Finally, since previous studies have established the importance of taxon sampling in determining the placement of Ginkgo [15], we re-analyzed three concatenated nucleotide matrices from previous studies to confirm that our results are not biased by insufficient taxon sampling. These three matrices include a wide breadth of taxon and gene sampling: i) 16 seed plants using 52 plastid genes from Zhong et al. [24], ii) 64 vascular plants using 53 plastid genes from Wu et al. [15], and iii) 193 green plants using six genes representing all three plant genomic compartments (i.e., nucleus, plastid, and mitochondrion) from Qiu et al. [29]. Our phylogenetic analyses of these three matrices mirror the results using the concatenation method summarized above. When including only those slow-evolving sites identified by the OV method (Figures S1C–S1E), the clade containing cycads plus Ginkgo is well supported (≥82 BP; Figure 3B). In contrast, analyzing only the fast-evolving sites supports (≥78 BP) the “Gingko alone” hypothesis (Figure 3B). Importantly, the slow-evolving sites in all three matrices exhibit no evidence of saturation (p-value < 0.001, two-tailed t-test); while the fast-evolving sites in two of three matrices show evidence of substantial saturation (Figure 3B).

Conclusions

Our phylogenomic analyses of seed plants identify three main results: i) extant gymnosperms are monophyletic, ii) gnetophytes exhibit discordant placements within conifers between their nuclear and plastid genomes, and iii) cycads plus Ginkgo form a clade that is sister to all remaining extant gymnosperms. Our results also show that standard concatenation analyses of both nuclear and plastid genes produce well supported, but conflicting placements of key taxa across sites with different substitution rates. Determining the causes of this incongruence, however, requires more empirical and simulation studies. Here, we hypothesize that this incongruence may be related to the way in which concatenation methods treat sites with elevated nucleotide substitution rates. Although our concatenation analyses of fast-evolving nucleotide sites produced the “Ginkgo alone” topology, the signal from slow-evolving sites appears to have prevailed. Thus, we did not observe strongly conflicting placements of Ginkgo between coalescent and concatenation methods when analyzing all sites together. One interpretation of these results is that concatenation analyses of full data sets may not be heavily misled by a subset of sites with elevated substitution rates. However, an extrapolation of our specific results suggests that as saturated sites increase in phylogenomic data sets, standard concatenation methods may produce strongly supported but incorrect results. In contrast, coalescent analyses of the same data sets demonstrated consistent placement of cycads plus Ginkgo, suggesting that coalescent-based methods better deal with rate heterogeneity [44-48].
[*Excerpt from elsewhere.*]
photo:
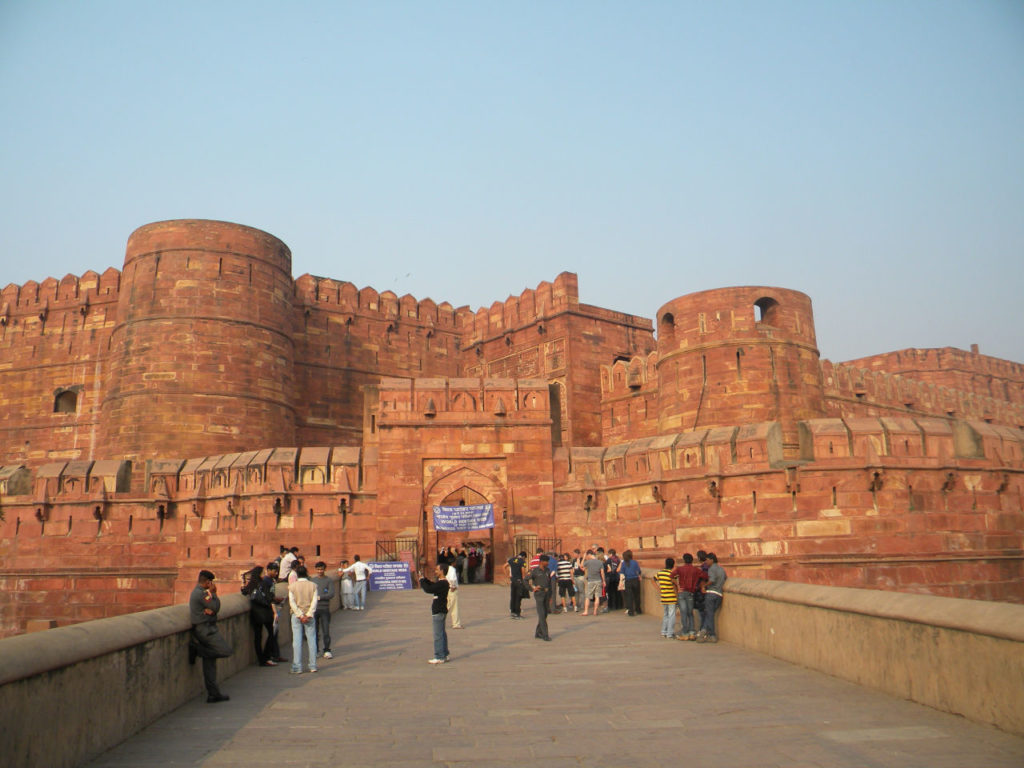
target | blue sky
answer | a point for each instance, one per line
(869, 154)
How does this increased phylogenetic resolution enhance our understanding of seed plant evolution? Cycads and Ginkgo share a number of morphological characters, such as their unusual pattern of pollen tube development [74], flagellated male gametes [75,76], simple female strobili [77], and embryo development [78]. In light of the increasing support of cycads plus Ginkgo we identify here, some of these traits, which have been commonly thought to be symplesiomorphies of gymnosperms [13,78], may actually represent synapomorphies of the cycads plus Ginkgo clade [15]. Assessing these questions going forward will be challenging, however, given the phenomenally high rate of extinction suffered by gymnosperms [79]. A thoughtful assessment of this question is only likely to be answered with more exhaustive sampling of fossil lineages.

Materials and Methods

Data acquisition and sequence translation

Gene sequences from both nuclear and plastid genomes were gathered for this study. For nuclear genes, assembled unique transcripts were obtained (Table 1) and then translated to amino acid sequences using prot4EST v2.2 [80]. For plastid genes, the fully annotated plastid genomes were obtained from NCBI GenBank (Table 2).
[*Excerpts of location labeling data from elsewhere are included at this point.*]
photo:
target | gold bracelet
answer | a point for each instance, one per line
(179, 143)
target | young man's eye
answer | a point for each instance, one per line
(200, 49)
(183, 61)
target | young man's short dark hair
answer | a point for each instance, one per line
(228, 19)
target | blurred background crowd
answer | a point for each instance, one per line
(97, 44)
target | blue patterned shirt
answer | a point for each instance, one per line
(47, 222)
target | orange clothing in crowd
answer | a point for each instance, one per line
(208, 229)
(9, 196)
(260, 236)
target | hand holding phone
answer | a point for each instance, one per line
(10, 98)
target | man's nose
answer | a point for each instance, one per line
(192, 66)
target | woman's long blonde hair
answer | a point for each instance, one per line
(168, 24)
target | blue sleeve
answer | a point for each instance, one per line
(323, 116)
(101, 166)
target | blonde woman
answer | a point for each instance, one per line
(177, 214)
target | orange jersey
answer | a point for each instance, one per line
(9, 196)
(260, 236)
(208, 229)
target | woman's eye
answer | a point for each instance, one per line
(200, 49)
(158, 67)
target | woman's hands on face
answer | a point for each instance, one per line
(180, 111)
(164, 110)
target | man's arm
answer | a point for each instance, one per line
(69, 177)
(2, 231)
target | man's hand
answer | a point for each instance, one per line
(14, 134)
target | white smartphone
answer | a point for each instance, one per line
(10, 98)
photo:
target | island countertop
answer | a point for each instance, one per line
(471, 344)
Homology Assignment and Sequence Alignment

The establishment of sequence homology for phylogenetic analyses followed Dunn et al. [81] and Hejnol et al. [82]. Briefly, sequence similarity was first assessed for all amino acid sequences using BLASTP v2.2.25 [83] with 10-20 e-value threshold, and then grouped using a Markov cluster algorithm as implemented in MCL v09-308 [49] with the inflation value equals 5.0. Clusters were required to i) include at least one sequence from Selaginella (for outgroup rooting), ii) include sequences from at least four species, iii) include at least 100 amino acids for each sequence [84], iv) have a mean of less than five sequences per species, and v) have a median of less than two sequences per species. Amino acid sequences from each cluster were aligned using MUSCLE v3.8.31 [85], and ambiguous sites were trimmed using trimAl v1.2rev59 [86] with the heuristic automated method. Sequences were removed from the alignment if they contained less than 70% of the total alignment length [87]. Nucleotide sequences were then aligned according to the corresponding amino acid alignments using PAL2NAL v14 [88]. For each cluster, the gene tree was inferred from nucleotide alignments using RAxML v7.2.8 with the GTRGAMMA substitution model. All but one sequence were deleted in clades of sequences derived from the same species, i.e., monophyly masking, using Phyutility v2.2.6 [89].
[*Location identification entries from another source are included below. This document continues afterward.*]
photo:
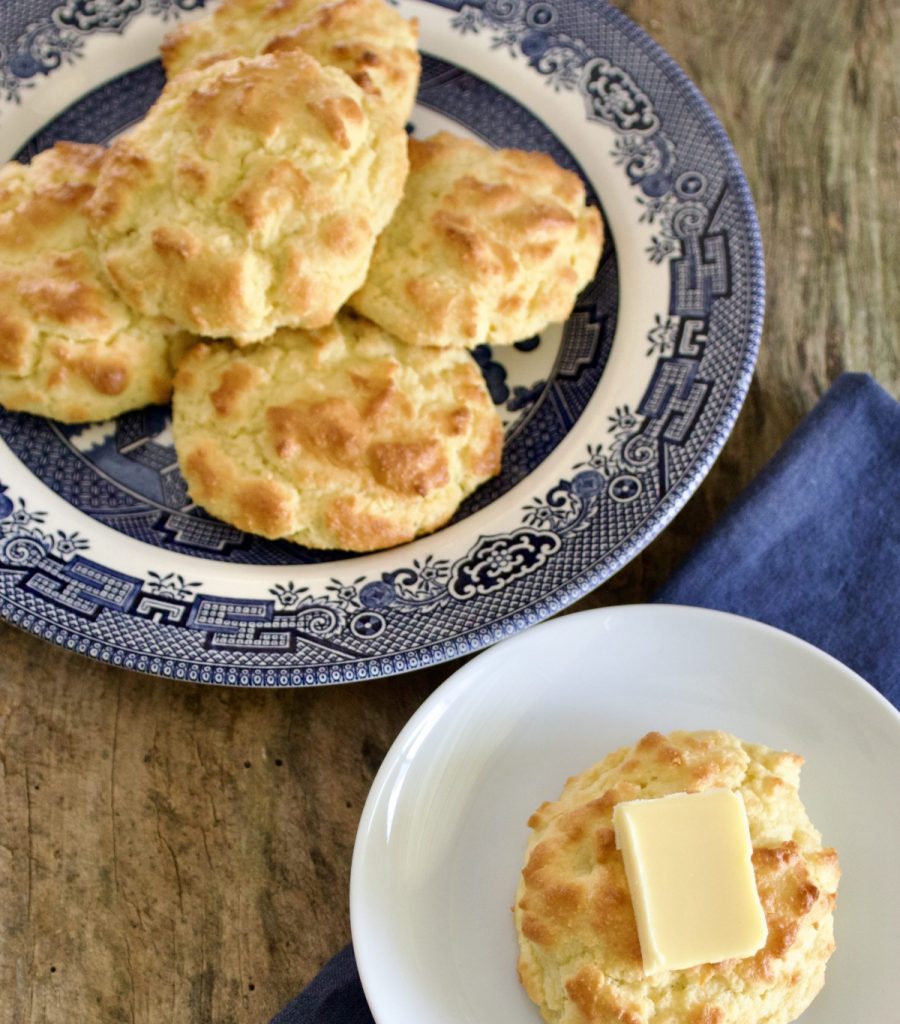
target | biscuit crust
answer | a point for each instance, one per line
(367, 39)
(342, 437)
(486, 246)
(249, 198)
(70, 348)
(580, 955)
Paralogue pruning and species tree assessment

Paralogue pruning of each gene tree used for species tree assessment followed Hejnol et al. [82]. Briefly, we first identified the maximally inclusive subtree that contains no more than one sequence per species. This subtree is then pruned away and the remaining tree is used as a substrate for another round of pruning. The process is repeated until the remaining tree has no more than one sequence per species. Subtrees produced by paralogue pruning were then filtered to include only those with i) seven or more species and ii) 60% of the species present in the original cluster from which they were derived.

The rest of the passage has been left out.